Last night, I was walking back to my car when I saw something horrible. Right in front of me, I saw about a half-dozen young men attack a homeless man.

I didn't think much was happening at first: just some kids yelling, maybe they were drunk, maybe just excited. But then I saw a taller man, in ratty pants and a poncho with a scruffy beard, get hurled against the entrance to the Portland Outdoor Store on the corner of SW Third Avenue and SW Oak Street. He endured several punches to the head and upper torso before the group took off.

I immediately called 911, and the operator told me police were on their way. They were: as soon as I hung up the phone, I saw the flashing police lights speeding toward the intersection.

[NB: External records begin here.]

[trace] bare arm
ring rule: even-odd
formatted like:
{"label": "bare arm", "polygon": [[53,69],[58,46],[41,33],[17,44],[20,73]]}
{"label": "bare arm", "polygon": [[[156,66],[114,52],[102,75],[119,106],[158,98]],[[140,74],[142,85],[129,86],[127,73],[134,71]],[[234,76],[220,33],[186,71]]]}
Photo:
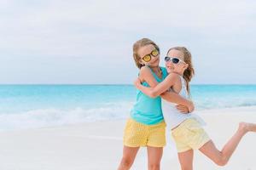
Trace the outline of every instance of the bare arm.
{"label": "bare arm", "polygon": [[177,74],[171,73],[163,82],[157,84],[154,88],[144,87],[141,84],[141,82],[139,80],[137,80],[134,85],[143,94],[148,95],[151,98],[155,98],[172,88],[174,85],[174,82],[177,82],[177,78],[178,76]]}
{"label": "bare arm", "polygon": [[[154,79],[154,76],[151,73],[151,71],[148,67],[143,67],[141,69],[139,79],[140,79],[139,82],[144,82],[144,81],[147,82],[148,84],[151,88],[154,88],[158,85],[158,82],[156,82],[156,80]],[[172,80],[172,77],[170,77],[170,79]],[[172,86],[172,82],[170,82],[170,84],[168,85],[167,82],[169,82],[169,81],[170,81],[169,79],[166,80],[166,82],[164,84],[160,85],[158,88],[156,88],[155,92],[154,92],[154,93],[160,93],[162,91],[166,91],[166,89],[168,89]],[[141,85],[141,82],[139,82],[139,84]],[[150,92],[150,88],[147,88],[143,85],[141,85],[141,86],[142,86],[141,87],[142,88],[140,90],[143,93],[144,93],[147,95],[148,94],[148,96],[154,96],[154,95],[152,95],[152,94],[154,94],[154,93]],[[161,87],[163,87],[163,88],[165,90],[160,89]],[[194,105],[191,101],[183,99],[183,97],[181,97],[180,95],[177,94],[174,92],[168,92],[168,93],[165,93],[165,94],[162,94],[160,95],[164,99],[166,99],[169,102],[176,103],[176,104],[182,105],[188,107],[188,110],[189,112],[191,112],[194,110]]]}

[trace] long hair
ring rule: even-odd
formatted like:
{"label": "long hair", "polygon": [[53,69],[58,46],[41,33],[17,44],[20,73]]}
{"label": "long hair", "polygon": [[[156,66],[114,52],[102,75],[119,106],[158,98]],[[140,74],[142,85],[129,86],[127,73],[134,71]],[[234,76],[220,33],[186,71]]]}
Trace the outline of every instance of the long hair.
{"label": "long hair", "polygon": [[159,48],[158,45],[156,45],[156,43],[154,43],[153,41],[151,41],[148,38],[140,39],[133,44],[133,59],[134,59],[136,65],[139,69],[142,68],[143,66],[143,65],[140,62],[141,56],[139,56],[137,52],[140,48],[144,47],[146,45],[149,45],[149,44],[154,45],[154,48],[160,52],[160,48]]}
{"label": "long hair", "polygon": [[190,52],[185,47],[172,48],[168,50],[167,54],[172,49],[176,49],[176,50],[182,52],[183,54],[183,57],[184,57],[184,60],[183,60],[184,62],[189,65],[188,68],[184,71],[183,77],[186,81],[187,90],[190,96],[189,82],[190,82],[193,76],[195,75],[195,70],[194,70],[193,64],[192,64],[192,55],[191,55]]}

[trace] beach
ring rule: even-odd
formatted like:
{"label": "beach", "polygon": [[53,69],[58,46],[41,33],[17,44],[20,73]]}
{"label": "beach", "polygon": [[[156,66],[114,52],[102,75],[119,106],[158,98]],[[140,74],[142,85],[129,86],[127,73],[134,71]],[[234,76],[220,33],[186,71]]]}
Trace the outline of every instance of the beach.
{"label": "beach", "polygon": [[[256,122],[256,107],[198,111],[206,131],[221,149],[239,122]],[[122,156],[125,119],[73,125],[10,130],[0,133],[0,169],[4,170],[113,170]],[[179,169],[176,148],[166,131],[161,169]],[[195,169],[254,170],[256,133],[247,133],[225,167],[218,167],[195,151]],[[131,167],[147,169],[146,148],[141,148]]]}

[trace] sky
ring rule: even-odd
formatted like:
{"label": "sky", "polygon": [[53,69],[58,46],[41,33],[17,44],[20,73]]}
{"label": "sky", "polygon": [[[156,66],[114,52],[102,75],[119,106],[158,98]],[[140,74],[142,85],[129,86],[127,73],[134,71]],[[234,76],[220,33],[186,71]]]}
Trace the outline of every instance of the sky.
{"label": "sky", "polygon": [[0,84],[131,84],[133,43],[185,46],[194,84],[256,84],[256,2],[0,0]]}

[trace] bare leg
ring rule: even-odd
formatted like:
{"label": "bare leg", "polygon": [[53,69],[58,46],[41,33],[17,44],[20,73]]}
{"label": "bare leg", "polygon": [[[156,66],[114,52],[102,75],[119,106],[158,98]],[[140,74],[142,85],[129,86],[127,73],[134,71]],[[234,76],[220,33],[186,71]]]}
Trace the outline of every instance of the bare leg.
{"label": "bare leg", "polygon": [[118,170],[128,170],[131,167],[139,147],[124,146],[123,157]]}
{"label": "bare leg", "polygon": [[148,149],[148,169],[160,170],[160,161],[163,155],[163,148],[148,146],[147,149]]}
{"label": "bare leg", "polygon": [[217,165],[224,166],[229,162],[242,137],[247,132],[256,132],[256,124],[241,122],[236,133],[227,142],[221,151],[216,148],[212,140],[200,148],[200,150]]}
{"label": "bare leg", "polygon": [[193,170],[193,150],[177,153],[177,156],[182,170]]}

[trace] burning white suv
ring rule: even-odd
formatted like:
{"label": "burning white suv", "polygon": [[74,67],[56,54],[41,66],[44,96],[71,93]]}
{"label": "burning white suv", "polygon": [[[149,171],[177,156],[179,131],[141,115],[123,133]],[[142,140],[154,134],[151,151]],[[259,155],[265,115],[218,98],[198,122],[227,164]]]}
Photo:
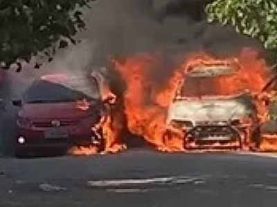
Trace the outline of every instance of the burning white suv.
{"label": "burning white suv", "polygon": [[246,89],[226,94],[219,86],[237,70],[222,63],[196,65],[186,71],[168,109],[165,143],[177,135],[185,149],[258,148],[260,128],[252,97]]}

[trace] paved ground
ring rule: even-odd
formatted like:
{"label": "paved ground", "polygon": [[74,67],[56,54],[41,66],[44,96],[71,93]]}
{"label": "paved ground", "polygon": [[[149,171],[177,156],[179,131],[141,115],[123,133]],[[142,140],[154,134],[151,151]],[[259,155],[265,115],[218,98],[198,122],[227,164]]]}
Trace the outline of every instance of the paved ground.
{"label": "paved ground", "polygon": [[143,150],[89,157],[2,159],[0,206],[276,206],[276,161]]}

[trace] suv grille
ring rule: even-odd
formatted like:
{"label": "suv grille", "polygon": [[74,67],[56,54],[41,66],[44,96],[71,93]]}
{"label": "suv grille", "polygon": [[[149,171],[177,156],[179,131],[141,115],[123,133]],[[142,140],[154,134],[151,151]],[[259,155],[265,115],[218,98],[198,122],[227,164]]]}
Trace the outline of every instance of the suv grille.
{"label": "suv grille", "polygon": [[[32,122],[32,125],[34,127],[37,128],[46,128],[46,127],[53,127],[55,126],[52,124],[52,121],[53,120],[48,120],[48,121],[35,121]],[[76,125],[78,121],[74,120],[58,120],[60,121],[60,126],[73,126]]]}
{"label": "suv grille", "polygon": [[206,126],[206,125],[211,125],[211,126],[224,126],[227,125],[228,122],[226,121],[197,121],[197,126]]}

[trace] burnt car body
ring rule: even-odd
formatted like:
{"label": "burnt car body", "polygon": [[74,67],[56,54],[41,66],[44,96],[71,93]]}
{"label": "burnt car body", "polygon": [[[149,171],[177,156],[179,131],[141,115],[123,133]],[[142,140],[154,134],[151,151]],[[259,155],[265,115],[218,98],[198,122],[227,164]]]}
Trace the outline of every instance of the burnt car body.
{"label": "burnt car body", "polygon": [[[19,108],[15,155],[67,150],[72,146],[94,145],[99,152],[104,150],[99,124],[110,115],[109,98],[103,100],[100,84],[93,76],[62,74],[35,80],[20,100],[13,101]],[[84,104],[80,107],[78,103]]]}
{"label": "burnt car body", "polygon": [[224,94],[218,87],[237,72],[235,68],[212,64],[187,71],[168,110],[164,141],[178,135],[187,149],[215,144],[220,144],[217,147],[258,148],[260,127],[252,96],[245,88]]}

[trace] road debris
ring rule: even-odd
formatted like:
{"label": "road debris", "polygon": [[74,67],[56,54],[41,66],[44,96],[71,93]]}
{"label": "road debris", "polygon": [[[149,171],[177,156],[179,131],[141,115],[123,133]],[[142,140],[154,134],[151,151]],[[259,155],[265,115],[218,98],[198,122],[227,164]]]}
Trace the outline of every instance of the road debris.
{"label": "road debris", "polygon": [[52,192],[52,191],[65,191],[66,188],[62,186],[51,185],[48,184],[42,184],[39,185],[39,188],[43,191]]}

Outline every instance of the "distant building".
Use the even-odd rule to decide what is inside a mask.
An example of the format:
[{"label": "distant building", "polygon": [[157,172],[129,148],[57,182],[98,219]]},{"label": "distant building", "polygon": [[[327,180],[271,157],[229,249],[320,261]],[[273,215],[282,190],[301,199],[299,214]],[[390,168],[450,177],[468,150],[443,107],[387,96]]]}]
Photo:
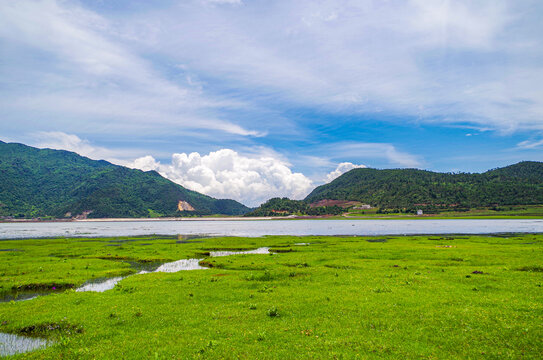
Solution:
[{"label": "distant building", "polygon": [[355,210],[368,210],[368,209],[371,209],[371,206],[367,205],[367,204],[362,204],[362,205],[353,207],[353,209],[355,209]]}]

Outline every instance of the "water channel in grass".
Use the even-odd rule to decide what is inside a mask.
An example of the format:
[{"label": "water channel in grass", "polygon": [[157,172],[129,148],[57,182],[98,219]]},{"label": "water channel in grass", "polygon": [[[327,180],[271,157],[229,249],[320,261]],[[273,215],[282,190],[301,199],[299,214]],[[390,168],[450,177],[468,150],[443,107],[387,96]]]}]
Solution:
[{"label": "water channel in grass", "polygon": [[[262,248],[258,248],[254,250],[247,250],[247,251],[211,251],[209,256],[218,257],[218,256],[230,256],[230,255],[240,255],[240,254],[269,254],[269,253],[270,253],[270,248],[262,247]],[[163,264],[157,264],[157,263],[133,264],[132,263],[132,266],[136,268],[138,267],[142,268],[139,272],[137,272],[134,275],[149,274],[153,272],[174,273],[174,272],[185,271],[185,270],[207,269],[207,267],[200,265],[201,260],[202,259],[182,259],[182,260],[177,260],[177,261],[163,263]],[[133,275],[128,275],[128,276],[133,276]],[[118,276],[118,277],[113,277],[113,278],[89,280],[85,284],[77,288],[76,291],[78,292],[86,292],[86,291],[104,292],[107,290],[111,290],[115,287],[115,285],[117,285],[117,283],[119,283],[119,281],[127,278],[128,276]],[[52,293],[52,291],[49,293]],[[29,296],[29,297],[15,296],[9,300],[2,300],[2,301],[30,300],[40,295],[48,295],[49,293],[46,293],[46,292],[33,293],[32,296]],[[9,297],[6,297],[5,299],[8,299],[8,298]],[[14,355],[18,353],[33,351],[37,349],[42,349],[49,344],[50,342],[44,339],[0,333],[0,356],[8,356],[8,355]]]},{"label": "water channel in grass", "polygon": [[0,356],[9,356],[43,349],[49,344],[50,341],[45,339],[0,333]]}]

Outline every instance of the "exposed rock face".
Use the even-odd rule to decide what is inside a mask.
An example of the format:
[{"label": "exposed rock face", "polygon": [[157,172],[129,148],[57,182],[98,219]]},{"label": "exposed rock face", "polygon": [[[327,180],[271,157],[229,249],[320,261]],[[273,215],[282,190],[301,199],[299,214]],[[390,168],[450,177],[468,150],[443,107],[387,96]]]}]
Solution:
[{"label": "exposed rock face", "polygon": [[177,203],[177,210],[179,211],[195,211],[191,204],[186,201],[179,200]]}]

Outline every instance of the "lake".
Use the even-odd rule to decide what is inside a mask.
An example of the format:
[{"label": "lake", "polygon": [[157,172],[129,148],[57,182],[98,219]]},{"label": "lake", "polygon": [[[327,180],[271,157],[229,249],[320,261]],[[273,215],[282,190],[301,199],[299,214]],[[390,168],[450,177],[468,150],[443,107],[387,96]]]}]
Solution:
[{"label": "lake", "polygon": [[258,220],[1,223],[0,239],[136,235],[403,235],[543,232],[543,219]]}]

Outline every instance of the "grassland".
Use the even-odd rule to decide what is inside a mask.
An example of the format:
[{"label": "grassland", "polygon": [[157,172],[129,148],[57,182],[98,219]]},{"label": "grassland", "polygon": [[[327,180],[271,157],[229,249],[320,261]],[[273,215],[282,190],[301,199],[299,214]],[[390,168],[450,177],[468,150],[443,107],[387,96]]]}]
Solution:
[{"label": "grassland", "polygon": [[[296,243],[310,243],[307,246]],[[269,246],[270,255],[206,258]],[[29,359],[540,359],[543,235],[1,241],[0,332],[54,340]],[[90,278],[203,258],[207,270]],[[132,264],[132,265],[131,265]]]}]

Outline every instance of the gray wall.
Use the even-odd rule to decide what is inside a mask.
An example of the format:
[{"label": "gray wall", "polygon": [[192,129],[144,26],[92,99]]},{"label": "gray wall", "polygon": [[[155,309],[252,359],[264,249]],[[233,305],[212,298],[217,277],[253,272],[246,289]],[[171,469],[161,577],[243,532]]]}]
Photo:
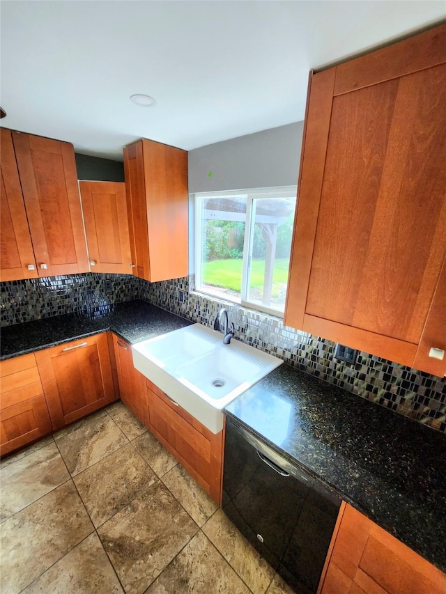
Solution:
[{"label": "gray wall", "polygon": [[189,192],[295,185],[302,131],[295,122],[190,150]]}]

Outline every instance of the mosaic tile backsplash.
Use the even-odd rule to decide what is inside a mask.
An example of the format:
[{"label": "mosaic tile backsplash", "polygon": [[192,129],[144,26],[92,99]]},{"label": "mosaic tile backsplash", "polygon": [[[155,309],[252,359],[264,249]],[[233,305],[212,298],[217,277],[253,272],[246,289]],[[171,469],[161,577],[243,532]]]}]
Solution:
[{"label": "mosaic tile backsplash", "polygon": [[0,283],[0,325],[10,326],[138,299],[139,279],[131,274],[86,272]]},{"label": "mosaic tile backsplash", "polygon": [[236,336],[285,363],[446,433],[445,379],[360,352],[355,365],[334,357],[330,341],[237,304],[193,292],[193,276],[148,283],[129,274],[86,273],[0,283],[1,324],[9,326],[143,299],[192,322],[212,327],[225,307]]}]

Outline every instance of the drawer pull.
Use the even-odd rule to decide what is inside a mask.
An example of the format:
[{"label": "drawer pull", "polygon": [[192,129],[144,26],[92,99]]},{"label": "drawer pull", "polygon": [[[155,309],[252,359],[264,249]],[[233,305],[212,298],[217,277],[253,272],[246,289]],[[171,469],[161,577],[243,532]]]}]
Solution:
[{"label": "drawer pull", "polygon": [[437,349],[435,347],[432,347],[429,351],[429,357],[431,359],[438,359],[438,361],[443,361],[445,358],[445,351],[443,349]]},{"label": "drawer pull", "polygon": [[169,400],[169,402],[171,402],[173,405],[175,405],[175,406],[180,406],[180,405],[178,402],[176,402],[175,400],[173,400],[172,398],[171,398],[170,396],[168,396],[165,392],[163,392],[163,394],[167,398],[167,400]]},{"label": "drawer pull", "polygon": [[63,351],[70,351],[72,349],[79,349],[81,347],[86,347],[88,345],[88,343],[81,343],[80,345],[75,345],[74,347],[66,347],[64,349],[62,349]]}]

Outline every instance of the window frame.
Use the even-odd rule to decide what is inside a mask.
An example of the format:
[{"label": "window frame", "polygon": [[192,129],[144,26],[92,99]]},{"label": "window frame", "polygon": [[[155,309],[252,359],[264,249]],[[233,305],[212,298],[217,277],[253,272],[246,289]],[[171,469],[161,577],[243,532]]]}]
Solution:
[{"label": "window frame", "polygon": [[[219,299],[223,301],[228,301],[233,303],[241,307],[249,309],[254,309],[256,311],[261,311],[267,313],[270,315],[276,318],[283,318],[284,311],[279,309],[275,309],[271,307],[268,307],[262,304],[259,304],[255,302],[249,301],[247,296],[249,295],[249,281],[251,274],[251,262],[252,258],[252,249],[254,243],[254,228],[255,228],[255,213],[256,213],[256,200],[262,198],[289,198],[290,195],[296,196],[297,185],[280,186],[276,188],[250,188],[243,189],[240,190],[222,190],[220,192],[194,192],[192,194],[193,197],[193,205],[194,210],[194,269],[195,269],[195,288],[194,292],[201,295],[204,295],[213,299]],[[203,253],[203,217],[202,208],[200,201],[206,198],[220,198],[220,197],[235,197],[235,196],[246,196],[246,213],[245,220],[245,238],[243,242],[243,256],[242,258],[242,278],[240,283],[240,298],[233,297],[231,295],[222,295],[217,289],[213,290],[206,288],[202,287],[202,262],[201,255]],[[297,208],[297,198],[295,208]],[[293,226],[294,226],[294,223]],[[290,263],[291,263],[291,253],[290,253]],[[289,280],[289,267],[288,272],[287,285]],[[284,304],[284,308],[285,304]]]}]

I watched as officers questioned Thomas Lundahl, the homeless man. The men attacked him after he saw them try to steal a woman's iPod and he told them to stop, Lundahl said. Lundahl told the officer he was a little banged up, but all right. When asked, he said he did not wish to press charges, even when told that another officer had stopped a group of men that may have been involved in the attack.

The whole thing left me a little rattled, and I couldn't help but wonder: when is it up to the police to arrest someone, and when is up to the victim? This is especially concerning when that victim is homeless, has no money for a lawyer and limited resources to get through the day, let alone navigate a successful prosecution.

Wednesday night’s attack was a low-level assault, says Mary Wheat, a public information officer with the Portland Police Bureau. “The victim has to want to press charges,” Wheat says of this case. Without a victim, “the district attorney can’t take the case because there’s no one to represent.”

That’s not how it works for all assaults. Charges are brought in domestic violence cases regardless of whether or not the victim agrees. The same goes for assaults on children. Shootings would be handled differently, too, Wheat says.

The homeless are particularly vulnerable to low-level assaults like the one I witnessed. As the Mercury reported in February 2008, more than 40 percent of Portland's homeless have sustained concussions from being attacked while sleeping. That the attack on Lundahl happened when he was awake makes it all the more brazen and frightening.

It's scary that we're willing to let people keep walking the streets when the most vulnerable of victims decide not to press charges. How does that help the rest of us?